US investors see Europe as a potentially larger NPL market, offering more opportunities and potentially higher returns.
Since our 2009 survey, the market for distressed CRE loans has gone from developing — some might say dormant — to the most active market investors have seen in some time. Many investors were busy in 2011 looking for investment opportunities and closing transactions.
Our annual real estate nonperforming loan investor survey provides a snapshot of today’s market and offers future insights.
Real estate investment and opportunity funds were the majority of the investors who responded to our 2011 survey, representing about 55% of respondents.
Take a closer look at our findings.
The forecast for 2012 is mixed, with some market observers concerned that property values could level off or even start to decline, while others are forecasting growth. This uncertainty could cause some banks that had been holding NPLs in the expectation of a continuing property market recovery to instead decide to sell them.

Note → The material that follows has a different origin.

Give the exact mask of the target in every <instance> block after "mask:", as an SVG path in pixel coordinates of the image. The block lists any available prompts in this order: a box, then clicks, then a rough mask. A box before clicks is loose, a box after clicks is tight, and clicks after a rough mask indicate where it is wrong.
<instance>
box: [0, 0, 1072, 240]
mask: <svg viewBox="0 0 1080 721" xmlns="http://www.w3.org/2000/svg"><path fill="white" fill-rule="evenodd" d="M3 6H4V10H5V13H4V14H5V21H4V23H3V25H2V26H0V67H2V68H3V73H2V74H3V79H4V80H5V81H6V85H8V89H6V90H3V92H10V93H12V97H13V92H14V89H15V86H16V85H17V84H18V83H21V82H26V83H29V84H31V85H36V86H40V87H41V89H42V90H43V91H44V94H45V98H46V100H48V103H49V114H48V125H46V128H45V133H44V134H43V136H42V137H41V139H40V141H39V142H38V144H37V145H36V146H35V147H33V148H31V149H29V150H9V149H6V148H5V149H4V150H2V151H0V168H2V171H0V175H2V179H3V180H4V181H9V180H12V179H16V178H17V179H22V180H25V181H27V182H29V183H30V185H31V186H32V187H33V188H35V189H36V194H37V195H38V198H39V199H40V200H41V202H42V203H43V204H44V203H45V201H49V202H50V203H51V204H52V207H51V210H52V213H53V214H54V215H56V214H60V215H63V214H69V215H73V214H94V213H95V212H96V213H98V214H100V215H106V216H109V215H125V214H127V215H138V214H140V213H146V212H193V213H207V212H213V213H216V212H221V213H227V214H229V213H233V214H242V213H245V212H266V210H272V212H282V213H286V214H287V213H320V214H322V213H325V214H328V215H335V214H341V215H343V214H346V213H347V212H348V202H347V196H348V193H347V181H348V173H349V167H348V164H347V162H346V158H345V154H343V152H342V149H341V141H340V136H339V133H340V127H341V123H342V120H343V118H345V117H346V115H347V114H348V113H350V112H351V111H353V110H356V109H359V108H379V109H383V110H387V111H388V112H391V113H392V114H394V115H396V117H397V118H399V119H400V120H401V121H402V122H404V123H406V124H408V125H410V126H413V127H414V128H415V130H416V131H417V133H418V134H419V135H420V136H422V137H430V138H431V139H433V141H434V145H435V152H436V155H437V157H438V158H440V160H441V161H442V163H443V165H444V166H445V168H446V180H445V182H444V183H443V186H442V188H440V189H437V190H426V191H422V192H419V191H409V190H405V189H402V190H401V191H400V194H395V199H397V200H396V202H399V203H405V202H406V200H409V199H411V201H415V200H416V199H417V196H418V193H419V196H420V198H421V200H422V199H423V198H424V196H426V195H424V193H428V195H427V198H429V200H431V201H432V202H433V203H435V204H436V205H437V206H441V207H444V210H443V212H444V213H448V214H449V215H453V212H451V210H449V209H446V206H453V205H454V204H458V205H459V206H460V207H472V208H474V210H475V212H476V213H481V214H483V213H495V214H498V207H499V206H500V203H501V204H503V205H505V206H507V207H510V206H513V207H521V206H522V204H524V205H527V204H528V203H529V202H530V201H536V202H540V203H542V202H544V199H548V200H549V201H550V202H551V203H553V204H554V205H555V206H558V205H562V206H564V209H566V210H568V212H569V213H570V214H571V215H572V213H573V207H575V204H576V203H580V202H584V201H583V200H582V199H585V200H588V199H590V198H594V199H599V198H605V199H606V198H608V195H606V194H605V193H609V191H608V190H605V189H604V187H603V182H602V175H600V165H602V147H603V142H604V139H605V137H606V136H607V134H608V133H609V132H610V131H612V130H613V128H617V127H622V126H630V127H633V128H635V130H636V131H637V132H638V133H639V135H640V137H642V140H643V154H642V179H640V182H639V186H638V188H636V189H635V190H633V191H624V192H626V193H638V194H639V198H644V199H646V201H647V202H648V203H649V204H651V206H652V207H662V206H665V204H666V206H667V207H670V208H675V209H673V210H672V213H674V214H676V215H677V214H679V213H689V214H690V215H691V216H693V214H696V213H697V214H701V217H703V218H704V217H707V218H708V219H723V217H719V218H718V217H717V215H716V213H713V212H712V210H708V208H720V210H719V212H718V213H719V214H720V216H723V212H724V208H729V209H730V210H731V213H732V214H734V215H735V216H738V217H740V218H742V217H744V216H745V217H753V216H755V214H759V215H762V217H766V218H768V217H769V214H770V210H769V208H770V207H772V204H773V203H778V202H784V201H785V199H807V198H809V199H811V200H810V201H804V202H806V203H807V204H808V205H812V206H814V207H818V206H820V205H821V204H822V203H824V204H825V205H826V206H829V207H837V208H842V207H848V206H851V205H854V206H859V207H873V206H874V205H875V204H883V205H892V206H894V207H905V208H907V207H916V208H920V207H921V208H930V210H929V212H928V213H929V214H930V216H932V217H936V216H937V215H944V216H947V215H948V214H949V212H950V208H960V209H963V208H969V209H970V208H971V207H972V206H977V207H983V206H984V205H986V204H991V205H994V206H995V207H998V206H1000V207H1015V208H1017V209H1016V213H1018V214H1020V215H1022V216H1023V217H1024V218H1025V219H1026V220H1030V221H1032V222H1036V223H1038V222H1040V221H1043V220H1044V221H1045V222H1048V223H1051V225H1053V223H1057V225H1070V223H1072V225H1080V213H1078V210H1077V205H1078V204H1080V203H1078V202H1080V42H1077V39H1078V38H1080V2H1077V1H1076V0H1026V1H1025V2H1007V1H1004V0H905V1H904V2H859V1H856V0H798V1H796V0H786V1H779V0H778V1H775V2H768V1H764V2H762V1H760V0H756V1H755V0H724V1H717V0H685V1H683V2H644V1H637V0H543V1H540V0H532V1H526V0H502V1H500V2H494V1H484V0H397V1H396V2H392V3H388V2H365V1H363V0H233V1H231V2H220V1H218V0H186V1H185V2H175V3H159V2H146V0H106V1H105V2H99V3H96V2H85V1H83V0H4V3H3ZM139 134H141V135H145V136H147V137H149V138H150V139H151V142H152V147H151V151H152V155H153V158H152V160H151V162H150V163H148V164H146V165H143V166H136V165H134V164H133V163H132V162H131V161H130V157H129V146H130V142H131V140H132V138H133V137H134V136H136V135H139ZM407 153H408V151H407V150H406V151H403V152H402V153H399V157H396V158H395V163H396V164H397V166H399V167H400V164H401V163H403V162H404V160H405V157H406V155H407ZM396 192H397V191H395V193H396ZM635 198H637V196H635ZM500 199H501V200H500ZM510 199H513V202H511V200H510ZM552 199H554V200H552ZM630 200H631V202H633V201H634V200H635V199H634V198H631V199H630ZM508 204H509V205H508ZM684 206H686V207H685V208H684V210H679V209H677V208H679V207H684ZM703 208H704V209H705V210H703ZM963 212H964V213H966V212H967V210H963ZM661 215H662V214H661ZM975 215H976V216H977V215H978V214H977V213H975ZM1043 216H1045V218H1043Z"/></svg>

The following are highlights of the survey:
Acquisitions. Investors had a high success rate in 2011. Of those who sought to purchase loans, two-thirds said they completed acquisitions. Their preference is to buy via negotiated transactions or broadly marketed auctions. Respondents noted that purchasing via online auction is the least desirable option.
Europe. Europe’s sovereign debt crisis has caused more banks in Europe to restructure their balance sheets and consider putting portfolios of distressed loans on the market. This has not gone unnoticed by some US investors, who see Europe as a potentially larger NPL market, offering more opportunities and potentially higher returns.
Capital. In our 2009 survey, a fourth of investors said they did not plan to invest any capital in acquisitions of distressed loans. In 2011, that figure fell to about 12%. About a third said they hadn’t decided on an amount. Those who allocated less than US$100 million and those who allocated US$100 million to US$500 million were about evenly divided.
Leverage. Leverage continues to be desirable, with 67% of investors expecting some position of leverage. Interestingly, this is down from 84% in 2010. Of those who expected or required leverage, about a third aimed for leverage of 51% to 60%. Few expected more than 60%.
Deal size. The proportion of investors looking for deals of US$50 million or less has declined over the three years of the survey to a little more than a third of investors in 2011. Investors seeking deals of US$50 million to US$500 million have remained fairly constant at around 40%. Not many investors are looking for deals of more than US$500 million, no doubt because there aren’t many who can commit that level of capital on a single transaction.
Returns. Investors raised their return expectations in 2011, with 25% looking for returns in excess of 20%, up from only 8% in 2010.